What is Koanic Soul?
|October 23, 2013||Posted by Koanic under Learning Koanic Soul|
This is a followup to my previous post.
I’ve been asked many times, “What are koans?”
Now that I’m pretty much at the end of my journey, I can give the answer that I couldn’t give at the beginning or middle. I’ve identified the instinctive process by which I generated, refined, and discarded my koans.
The key performance indicator of koanic iteration is muscular relaxation.
Why? Because muscular relaxation indicates a psychological state without anxiety or emotional turmoil, and a relaxed “mind like water”. Credit to Illuminatus for this insight.
The causes of KPI failure are legion:
3. Uncaptured thought loops
5. Negative self talk
6. Negative social feedback
7. Work/ambition pressure
8. Identity incongruence
9. Sociosexual incongruence
10. etc etc etc
However, these can be divided into major categories:
1. Unprocessed, recirculating negative emotional valence
2. Unprocessed, recirculating intellectual activity – the “inner monologue”
3. Incongruence – social, spiritual, emotional, identity, etc
4. Biologically driven failure cascades
5. Impact of external social or real-world results/consequences/negativity
These five overlap, of course. But they are useful as primary paradigms for KPI failure.
Thus, to achieve a 100% KPI score, a koanic system must be
1. Robust enough to deal with every phase of life, from high to low.
2. Steady state. I.e, have no moving pieces. The pace of dynamic psychological experience outstrips the throughput of the rational-deliberate mind to shift frameworks. One framework must work in all scenarios.
In practice, koanic iteration follows a predictable pattern. A failure cascade overwhelms the current framework, creating muscle tension and performance drop, exposing a flaw in the framework. After a pain and resistance period, an epiphany arrives. Mood spikes, and the framework is updated to include the epiphany. As the epiphany mood spike fades, the true utility or disutility of the new framework becomes apparent. Repeat cycle.

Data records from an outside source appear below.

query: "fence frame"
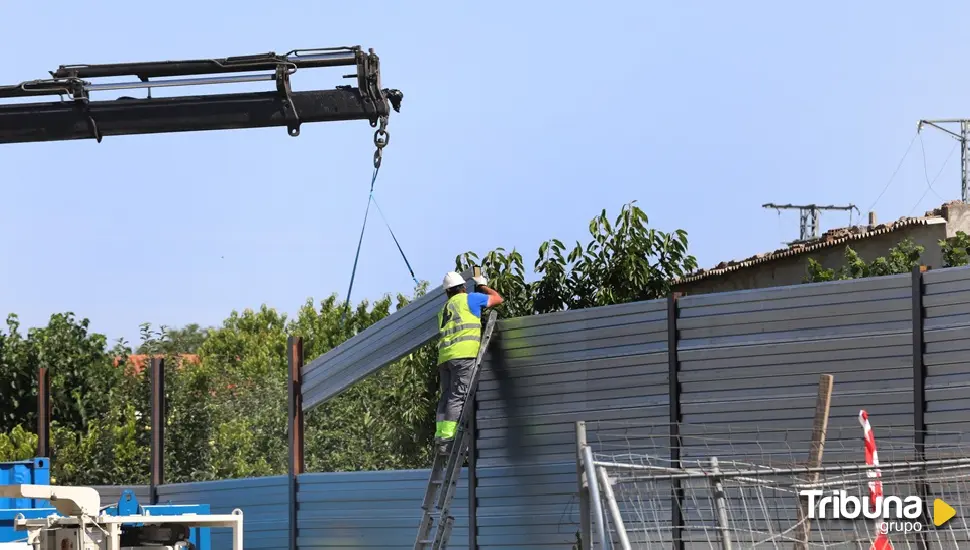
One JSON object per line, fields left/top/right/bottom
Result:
{"left": 572, "top": 265, "right": 935, "bottom": 549}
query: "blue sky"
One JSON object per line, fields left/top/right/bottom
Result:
{"left": 1, "top": 2, "right": 967, "bottom": 347}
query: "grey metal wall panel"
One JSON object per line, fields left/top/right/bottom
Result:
{"left": 671, "top": 275, "right": 917, "bottom": 544}
{"left": 297, "top": 468, "right": 468, "bottom": 549}
{"left": 474, "top": 299, "right": 668, "bottom": 548}
{"left": 301, "top": 268, "right": 475, "bottom": 411}
{"left": 92, "top": 485, "right": 150, "bottom": 506}
{"left": 923, "top": 266, "right": 970, "bottom": 453}
{"left": 157, "top": 476, "right": 288, "bottom": 550}
{"left": 678, "top": 274, "right": 915, "bottom": 464}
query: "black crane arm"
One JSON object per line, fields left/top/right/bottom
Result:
{"left": 0, "top": 46, "right": 403, "bottom": 144}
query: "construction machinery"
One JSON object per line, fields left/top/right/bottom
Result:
{"left": 0, "top": 46, "right": 401, "bottom": 144}
{"left": 1, "top": 458, "right": 232, "bottom": 550}
{"left": 0, "top": 484, "right": 241, "bottom": 550}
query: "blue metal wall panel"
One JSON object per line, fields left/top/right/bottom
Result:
{"left": 297, "top": 468, "right": 468, "bottom": 549}
{"left": 157, "top": 476, "right": 287, "bottom": 550}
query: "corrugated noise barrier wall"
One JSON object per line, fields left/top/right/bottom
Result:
{"left": 93, "top": 265, "right": 970, "bottom": 549}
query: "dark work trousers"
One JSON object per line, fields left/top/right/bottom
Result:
{"left": 437, "top": 358, "right": 476, "bottom": 426}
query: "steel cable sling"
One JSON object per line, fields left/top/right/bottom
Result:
{"left": 341, "top": 115, "right": 420, "bottom": 324}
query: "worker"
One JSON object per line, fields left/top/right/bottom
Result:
{"left": 434, "top": 271, "right": 504, "bottom": 453}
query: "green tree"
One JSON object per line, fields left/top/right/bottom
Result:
{"left": 941, "top": 231, "right": 970, "bottom": 268}
{"left": 0, "top": 425, "right": 38, "bottom": 462}
{"left": 805, "top": 239, "right": 925, "bottom": 282}
{"left": 51, "top": 402, "right": 149, "bottom": 485}
{"left": 136, "top": 323, "right": 211, "bottom": 355}
{"left": 805, "top": 232, "right": 970, "bottom": 284}
{"left": 0, "top": 313, "right": 122, "bottom": 436}
{"left": 0, "top": 315, "right": 37, "bottom": 435}
{"left": 455, "top": 200, "right": 698, "bottom": 315}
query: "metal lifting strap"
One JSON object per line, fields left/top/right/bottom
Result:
{"left": 340, "top": 118, "right": 420, "bottom": 324}
{"left": 370, "top": 195, "right": 420, "bottom": 285}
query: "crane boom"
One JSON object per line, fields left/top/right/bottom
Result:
{"left": 0, "top": 46, "right": 402, "bottom": 144}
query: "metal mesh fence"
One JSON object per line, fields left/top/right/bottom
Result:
{"left": 578, "top": 419, "right": 970, "bottom": 549}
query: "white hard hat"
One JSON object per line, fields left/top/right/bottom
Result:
{"left": 443, "top": 271, "right": 465, "bottom": 289}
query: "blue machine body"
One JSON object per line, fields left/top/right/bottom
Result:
{"left": 102, "top": 489, "right": 211, "bottom": 550}
{"left": 0, "top": 458, "right": 211, "bottom": 550}
{"left": 0, "top": 458, "right": 52, "bottom": 543}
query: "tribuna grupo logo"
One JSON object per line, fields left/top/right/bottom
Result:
{"left": 800, "top": 490, "right": 955, "bottom": 534}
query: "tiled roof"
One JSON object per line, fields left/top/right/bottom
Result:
{"left": 113, "top": 354, "right": 201, "bottom": 375}
{"left": 674, "top": 204, "right": 955, "bottom": 286}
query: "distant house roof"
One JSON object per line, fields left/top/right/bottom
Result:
{"left": 113, "top": 354, "right": 201, "bottom": 375}
{"left": 674, "top": 203, "right": 958, "bottom": 286}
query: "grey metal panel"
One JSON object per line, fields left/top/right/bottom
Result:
{"left": 923, "top": 266, "right": 970, "bottom": 450}
{"left": 666, "top": 277, "right": 919, "bottom": 545}
{"left": 472, "top": 299, "right": 668, "bottom": 548}
{"left": 678, "top": 274, "right": 912, "bottom": 349}
{"left": 157, "top": 476, "right": 288, "bottom": 550}
{"left": 474, "top": 270, "right": 970, "bottom": 547}
{"left": 923, "top": 264, "right": 970, "bottom": 285}
{"left": 679, "top": 272, "right": 912, "bottom": 308}
{"left": 297, "top": 468, "right": 468, "bottom": 549}
{"left": 92, "top": 485, "right": 150, "bottom": 506}
{"left": 677, "top": 275, "right": 915, "bottom": 467}
{"left": 301, "top": 268, "right": 476, "bottom": 411}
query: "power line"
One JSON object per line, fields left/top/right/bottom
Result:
{"left": 867, "top": 132, "right": 918, "bottom": 214}
{"left": 910, "top": 140, "right": 959, "bottom": 216}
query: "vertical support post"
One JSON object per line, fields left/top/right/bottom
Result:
{"left": 575, "top": 421, "right": 591, "bottom": 550}
{"left": 597, "top": 466, "right": 632, "bottom": 550}
{"left": 468, "top": 394, "right": 478, "bottom": 550}
{"left": 913, "top": 265, "right": 926, "bottom": 458}
{"left": 962, "top": 121, "right": 969, "bottom": 203}
{"left": 667, "top": 293, "right": 684, "bottom": 550}
{"left": 793, "top": 374, "right": 834, "bottom": 550}
{"left": 709, "top": 457, "right": 733, "bottom": 550}
{"left": 149, "top": 357, "right": 165, "bottom": 505}
{"left": 912, "top": 265, "right": 928, "bottom": 550}
{"left": 36, "top": 367, "right": 50, "bottom": 458}
{"left": 287, "top": 336, "right": 305, "bottom": 550}
{"left": 581, "top": 446, "right": 608, "bottom": 550}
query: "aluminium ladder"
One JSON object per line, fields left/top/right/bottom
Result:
{"left": 413, "top": 309, "right": 498, "bottom": 550}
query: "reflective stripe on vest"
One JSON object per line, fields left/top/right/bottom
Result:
{"left": 437, "top": 293, "right": 482, "bottom": 364}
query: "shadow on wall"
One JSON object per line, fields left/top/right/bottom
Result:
{"left": 489, "top": 328, "right": 527, "bottom": 462}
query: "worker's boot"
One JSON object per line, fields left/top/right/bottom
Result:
{"left": 434, "top": 436, "right": 454, "bottom": 455}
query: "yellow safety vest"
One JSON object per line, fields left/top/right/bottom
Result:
{"left": 437, "top": 293, "right": 482, "bottom": 364}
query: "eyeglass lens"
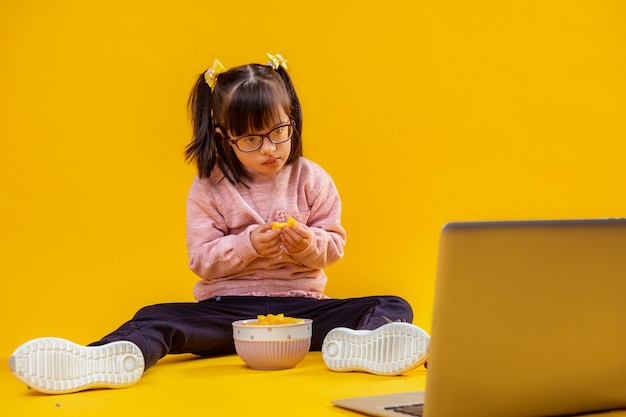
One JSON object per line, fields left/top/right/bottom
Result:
{"left": 236, "top": 124, "right": 293, "bottom": 152}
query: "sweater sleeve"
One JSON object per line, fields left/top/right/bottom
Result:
{"left": 288, "top": 162, "right": 346, "bottom": 269}
{"left": 186, "top": 176, "right": 261, "bottom": 281}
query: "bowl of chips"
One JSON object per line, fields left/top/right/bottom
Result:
{"left": 232, "top": 314, "right": 312, "bottom": 370}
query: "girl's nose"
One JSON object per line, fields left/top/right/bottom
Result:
{"left": 259, "top": 137, "right": 276, "bottom": 154}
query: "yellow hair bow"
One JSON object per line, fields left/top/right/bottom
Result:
{"left": 266, "top": 53, "right": 288, "bottom": 70}
{"left": 204, "top": 59, "right": 226, "bottom": 90}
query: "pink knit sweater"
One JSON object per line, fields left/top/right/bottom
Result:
{"left": 186, "top": 157, "right": 346, "bottom": 301}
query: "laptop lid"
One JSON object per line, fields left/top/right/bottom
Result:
{"left": 424, "top": 218, "right": 626, "bottom": 417}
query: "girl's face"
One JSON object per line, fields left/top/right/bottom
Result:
{"left": 223, "top": 109, "right": 292, "bottom": 176}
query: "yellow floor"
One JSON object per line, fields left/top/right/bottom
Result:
{"left": 1, "top": 352, "right": 427, "bottom": 416}
{"left": 3, "top": 352, "right": 626, "bottom": 417}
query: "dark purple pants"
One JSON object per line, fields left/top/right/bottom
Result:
{"left": 90, "top": 295, "right": 413, "bottom": 369}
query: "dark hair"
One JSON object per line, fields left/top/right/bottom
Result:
{"left": 185, "top": 61, "right": 303, "bottom": 184}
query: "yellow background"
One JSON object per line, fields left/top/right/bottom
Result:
{"left": 2, "top": 0, "right": 625, "bottom": 361}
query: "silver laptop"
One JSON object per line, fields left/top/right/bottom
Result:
{"left": 333, "top": 219, "right": 626, "bottom": 417}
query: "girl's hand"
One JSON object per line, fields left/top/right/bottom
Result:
{"left": 279, "top": 223, "right": 312, "bottom": 254}
{"left": 251, "top": 223, "right": 283, "bottom": 257}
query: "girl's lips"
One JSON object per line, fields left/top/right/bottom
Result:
{"left": 263, "top": 158, "right": 280, "bottom": 166}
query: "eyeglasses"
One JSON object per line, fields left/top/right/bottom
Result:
{"left": 227, "top": 120, "right": 295, "bottom": 152}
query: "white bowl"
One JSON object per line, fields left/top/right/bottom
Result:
{"left": 232, "top": 319, "right": 312, "bottom": 370}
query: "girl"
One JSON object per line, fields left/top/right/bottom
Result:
{"left": 9, "top": 54, "right": 429, "bottom": 394}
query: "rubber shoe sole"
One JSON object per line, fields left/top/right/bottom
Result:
{"left": 322, "top": 322, "right": 430, "bottom": 376}
{"left": 9, "top": 337, "right": 144, "bottom": 394}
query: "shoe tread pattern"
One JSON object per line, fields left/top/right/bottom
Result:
{"left": 9, "top": 337, "right": 144, "bottom": 394}
{"left": 322, "top": 323, "right": 429, "bottom": 376}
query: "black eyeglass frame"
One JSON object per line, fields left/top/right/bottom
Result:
{"left": 226, "top": 120, "right": 296, "bottom": 153}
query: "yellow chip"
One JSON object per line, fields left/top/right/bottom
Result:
{"left": 243, "top": 313, "right": 304, "bottom": 325}
{"left": 271, "top": 216, "right": 297, "bottom": 231}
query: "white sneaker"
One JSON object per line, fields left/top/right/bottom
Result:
{"left": 9, "top": 337, "right": 144, "bottom": 394}
{"left": 322, "top": 322, "right": 429, "bottom": 376}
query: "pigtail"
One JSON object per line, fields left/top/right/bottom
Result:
{"left": 185, "top": 74, "right": 218, "bottom": 178}
{"left": 275, "top": 66, "right": 303, "bottom": 161}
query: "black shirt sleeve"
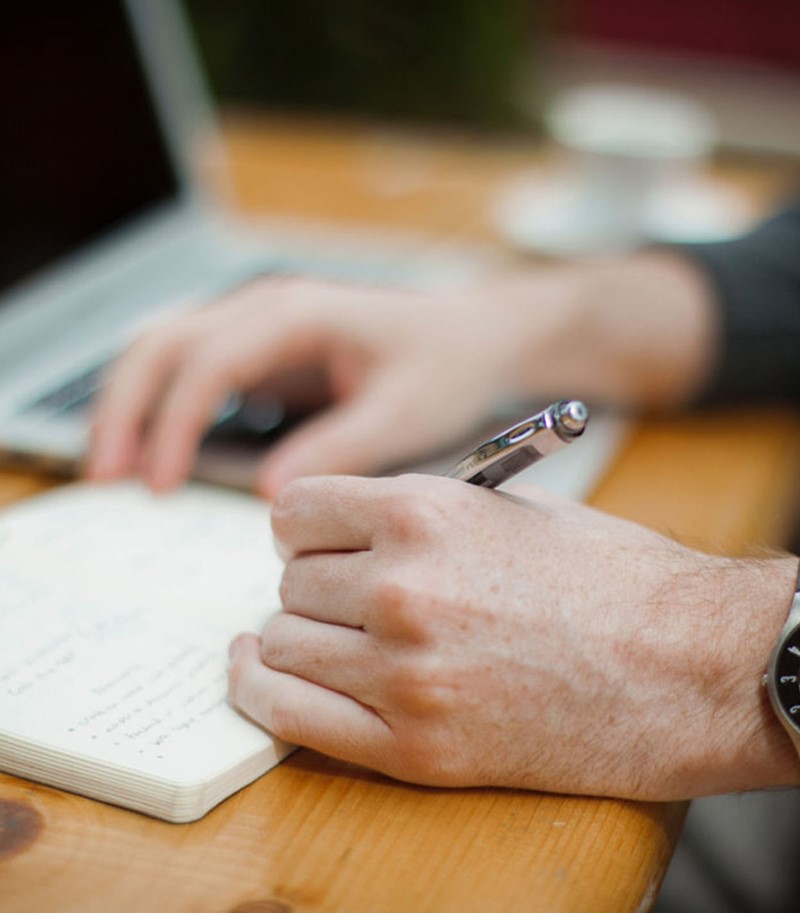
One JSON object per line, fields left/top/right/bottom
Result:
{"left": 680, "top": 201, "right": 800, "bottom": 405}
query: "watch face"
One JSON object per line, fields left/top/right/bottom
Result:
{"left": 773, "top": 621, "right": 800, "bottom": 733}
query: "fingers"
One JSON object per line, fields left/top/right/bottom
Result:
{"left": 87, "top": 277, "right": 332, "bottom": 489}
{"left": 271, "top": 475, "right": 388, "bottom": 556}
{"left": 259, "top": 612, "right": 383, "bottom": 702}
{"left": 85, "top": 271, "right": 490, "bottom": 493}
{"left": 271, "top": 473, "right": 466, "bottom": 561}
{"left": 228, "top": 633, "right": 392, "bottom": 769}
{"left": 280, "top": 551, "right": 374, "bottom": 625}
{"left": 139, "top": 336, "right": 269, "bottom": 491}
{"left": 88, "top": 321, "right": 196, "bottom": 480}
{"left": 88, "top": 303, "right": 231, "bottom": 485}
{"left": 256, "top": 368, "right": 428, "bottom": 497}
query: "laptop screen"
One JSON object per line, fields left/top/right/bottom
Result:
{"left": 0, "top": 1, "right": 180, "bottom": 298}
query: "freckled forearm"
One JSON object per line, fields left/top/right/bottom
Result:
{"left": 491, "top": 252, "right": 721, "bottom": 409}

Therefore, it is not enough to merely DO koanic iterations. One must do them WELL. Otherwise one risks running on the epiphany hamster wheel forever, or falling off entirely. One must accept the epiphany cycle, yet not be blinded to its subjective distortions. Rather, use the cycle to drive a steady improvement in baseline KPI score. Resist that temporary urge to throw the baby out with the bathwater, but also don’t rigidly suppress cycling when you hit a trough.
The epiphany cycle is a necessary part of koanic iteration. Just as the framework is dynamic, so also is your subconscious nature. Each cycle installs new imprints into the subconscious. The new imprint may render redundant a part of the koan framework that previously needed to be explicit. Since you have achieved unconscious competence, you can drop that portion. This frees up a slot or two in your limited explicit koan space. Wait patiently, and another epiphany will fill it. Or leave it blank, and focus on the others.
In my latest iteration, I shed the remainder of the deep mainstream evangelical Christian imprinting of my childhood, replacing that with a more relaxing and theologically accurate mental architecture of void and nihilism. As the epiphany faded, it was no longer appropriate to maintain the same intensity of the insight, because it was sinking into subconscious adoption. I therefore transitioned to “no mind”, a less radical but also less psychologically stimulating version.
So I went from:
“voidwalker” – height of epiphany
“nightwalker” – downward slope, adjusting to emphasize relaxing into sleep biorhythm
“no mind” – stable, adjusted to produce continuous relaxation
I expect and hope that the cycling will continue, because that indicates continuing subconscious adaptation, and new opportunities for psychological refinement.
Therefore, I define Koanic Soul as:
“An efficient loop for deliberate psychological optimization, to achieve muscle-relaxed fulfillment and performance, using a slowly changing set of short saying or symbols, silent tongues prayer, body loci, and writing on the wrists.”